The diet book you bought in 2019 has already been replaced by the one you’ll buy in 2027. And the one after that. The cycle runs on your hope, not your results.
What works, said quickly
- Losing 1 to 2 pounds a week beats losing 10 in a week, every single time.
- Eating a range of foods beats eliminating any one of them.
- If you can’t eat this way forever, it’s probably a fad diet. That test has aged well.
- Registered dietitians exist and cost less than a full colonoscopy you didn’t plan for.
The real worst fad diet
The real worst fad diet hasn’t been named yet. It’s the next one.

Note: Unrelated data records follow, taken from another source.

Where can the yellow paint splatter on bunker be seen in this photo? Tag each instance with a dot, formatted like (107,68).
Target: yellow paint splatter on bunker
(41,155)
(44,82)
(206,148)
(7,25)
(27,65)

Some wellness guy is currently recording a video about how Neanderthals didn’t eat broccoli and that’s why you’re tired. Someone will try it. A podcast will defend him.
The one constant across every fad diet, from cabbage-urine cocktails to polyester cotton balls, is this.
Otherwise reasonable humans will do unbelievably stupid things to their bodies if the right person with the right jawline says so.
The diets change. The impulse doesn’t.
Your body is not a group project. You don’t owe anyone a before photo.
If an eating plan requires you to buy a supplement, fear a food group, or rename a normal bodily function as “detoxing,” the diet is the problem. Not you. So go eat the sandwich.